CAVALIERS Hot Cleveland tops Celtics, 98-96
Not as many points for LeBron, but he picked up an assist on the winning shot.
BOSTON (AP) -- Zydrunas Ilgauskas made the game-winner. LeBron James made it possible.
One game after scoring a career-high 43 points, James had a mere 20 but also added eight assists and a last-second blocked shot to help the Cleveland Cavaliers beat the Boston Celtics 98-96 Friday night.
"This is my game," he said after drawing a double-team and feeding Ilgauskas for the go-ahead jumper with 20 seconds left. "I'm not going to force a shot. If I have the ball at the end of the game, I can make a play, and I don't have to shoot."
Drew Gooden had 27 points and Ilgauskas had 26 with eight rebounds for the Cavaliers, who won for the eighth time in nine games. Paul Pierce had 25 and Gary Payton scored 14 with 10 assists for Boston, which has lost three in a row since its surprising victory over the NBA-leading Seattle SuperSonics.
Down the stretch
Boston scored 16 straight points to take an 83-75 lead, but the Cavs tied it 94-all with 1:31 remaining and then took the lead when a heavily guarded James muscled in a layup with 50 seconds to play.
Payton tied it for Boston, then James fed Ilgauskas for a 16-footer from the left side.
"He was giving it up and making them pay, and that's what's most important," Cleveland coach Paul Silas said. "And if he keeps doing that it's going to be hard to double-team [him] because he's going to make everybody else better. And that's what super players are supposed to do."
On the Celtics' last chance, Pierce drove but had his pass knocked out of bounds.
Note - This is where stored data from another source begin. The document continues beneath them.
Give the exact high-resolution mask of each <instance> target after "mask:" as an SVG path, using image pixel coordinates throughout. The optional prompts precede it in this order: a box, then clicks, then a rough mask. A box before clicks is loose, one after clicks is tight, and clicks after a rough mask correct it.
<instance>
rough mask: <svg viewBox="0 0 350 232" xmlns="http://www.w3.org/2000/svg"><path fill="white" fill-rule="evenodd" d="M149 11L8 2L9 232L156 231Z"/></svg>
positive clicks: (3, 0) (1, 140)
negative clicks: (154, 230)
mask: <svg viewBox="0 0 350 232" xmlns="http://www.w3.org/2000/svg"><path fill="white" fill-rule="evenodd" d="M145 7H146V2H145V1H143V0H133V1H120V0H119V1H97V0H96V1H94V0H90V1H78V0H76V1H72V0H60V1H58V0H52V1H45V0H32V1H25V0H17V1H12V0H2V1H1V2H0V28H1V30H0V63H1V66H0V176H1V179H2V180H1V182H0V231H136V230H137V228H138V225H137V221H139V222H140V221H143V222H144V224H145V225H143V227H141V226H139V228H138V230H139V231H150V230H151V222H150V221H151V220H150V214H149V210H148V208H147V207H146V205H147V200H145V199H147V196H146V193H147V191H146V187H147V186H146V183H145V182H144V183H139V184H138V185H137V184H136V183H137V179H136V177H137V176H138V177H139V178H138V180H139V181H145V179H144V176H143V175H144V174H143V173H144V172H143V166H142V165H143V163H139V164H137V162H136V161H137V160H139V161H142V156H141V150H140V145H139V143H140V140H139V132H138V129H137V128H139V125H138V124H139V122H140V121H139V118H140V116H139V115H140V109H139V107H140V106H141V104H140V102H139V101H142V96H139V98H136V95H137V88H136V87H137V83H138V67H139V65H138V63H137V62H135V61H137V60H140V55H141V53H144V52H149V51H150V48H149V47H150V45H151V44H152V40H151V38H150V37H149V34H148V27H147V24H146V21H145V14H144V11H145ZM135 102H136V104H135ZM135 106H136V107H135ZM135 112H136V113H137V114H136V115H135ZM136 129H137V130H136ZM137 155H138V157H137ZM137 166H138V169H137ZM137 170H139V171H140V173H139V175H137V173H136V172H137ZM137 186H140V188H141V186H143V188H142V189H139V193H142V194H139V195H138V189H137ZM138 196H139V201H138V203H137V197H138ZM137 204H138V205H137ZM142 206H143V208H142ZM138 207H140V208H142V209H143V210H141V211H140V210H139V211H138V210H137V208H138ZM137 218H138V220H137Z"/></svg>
Pierce got the ball back but fired up an off-balance shot from the top of the key that was tipped by James.
"This is one of those games I felt like I let the team down," Pierce said. "There are going to be other times, but I'll lift the team up more than I'll let it down."
James' basket with 3:41 to go in the third quarter gave Cleveland a 75-67 lead, but Pierce answered with a 3 to start a 16-0 run for a 73-65 lead early in the fourth. Cleveland repeatedly pulled within one and finally tied it 94-94 on two free throws by Jeff McInnis with 1:31 remaining.
Good vibes
There was none of the animosity the teams displayed at their exhibition game in Columbus, when Pierce and James were given technical fouls for jawing at each other. Pierce was later fined for spitting at the Cavaliers' bench after telling the reserves to sit down.
Instead, Pierce and James went shot-for-shot. Pierce won the scoring contest, but James -- second in the league with a 27.3 point scoring average coming in -- won the game.
The Celtics cut a nine-point, first-quarter deficit to three in the second quarter and trailed 53-48 at halftime. Pierce shot 3-of-11 in the first half and Ricky Davis 2-of-7 as the Celtics shot below 40 percent as a team; Cleveland, led by Gooden's 8-for-8, was shooting 59 percent.